- Start date: 1 August 2023
- End date: 31 July 2024
- Funder: BA/Leverhulme Small Grant
- Primary investigator: Dr Callum Walker
- External co-investigators: Dr Joseph Lambert (Cardiff University) Dr JC Penet (Newcastle University)
Partners and collaborators
Institute of Translation and Interpreting
Despite the value of the language services industry, there are growing concerns about the long-term sustainability of the translation profession in the United Kingdom, especially in light of technological developments like machine translation. In particular, both new and experienced freelance professionals have anxieties over rates of pay, status, and working conditions. Yet, freelance translators often express considerable satisfaction with their work despite the challenges that they face, pointing to an interesting paradox between motivations and satisfaction.
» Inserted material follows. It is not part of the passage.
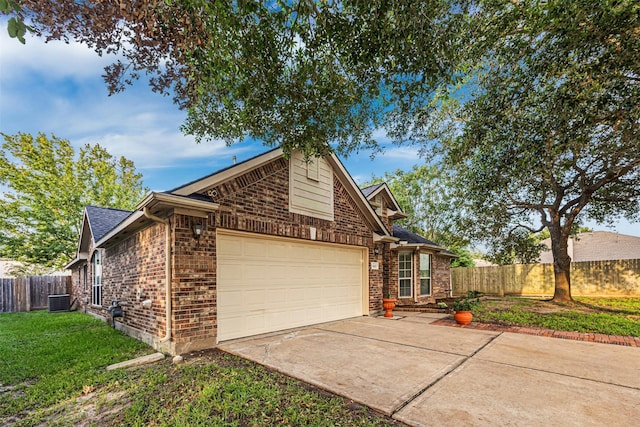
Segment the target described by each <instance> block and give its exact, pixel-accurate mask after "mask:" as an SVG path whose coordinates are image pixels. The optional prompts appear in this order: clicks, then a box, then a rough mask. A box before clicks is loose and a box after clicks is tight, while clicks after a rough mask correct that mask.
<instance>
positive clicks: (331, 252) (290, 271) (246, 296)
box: [216, 231, 368, 341]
This project will comprise a large-scale survey of professional translators and focus groups with members of regional networks of the Insitute of Translation and Interpreting across the United Kingdom. These will help us to better understand the various factors playing into the current professional climate. This research will provide much-needed practitioner-focused data on the oft-neglected human side of the industry, all too frequently masked by financial data and bold claims about technological breakthroughs. We anticipate that it will provide a strong foundation to effect change and support a sense of ethical responsibility relating to the long-term sustainability of this vital economic industry.
The outputs from this research will bring to light both the opportunities and challenges facing professional translators amid the unique social, economic, and political conjuncture at play in the United Kingdom. The findings will be fed back into the industry in various forms (conference presentations, reports, articles, etc.) with a view to reaching a broad cross-section of language service providers, freelance translators, and regional and national association leaders. It will therefore serve as a springboard for further research exploring the complex agency relationships between key stakeholders (clients, language service providers, freelance practitioners, technology developers) and understanding the factors contributing to the status quo.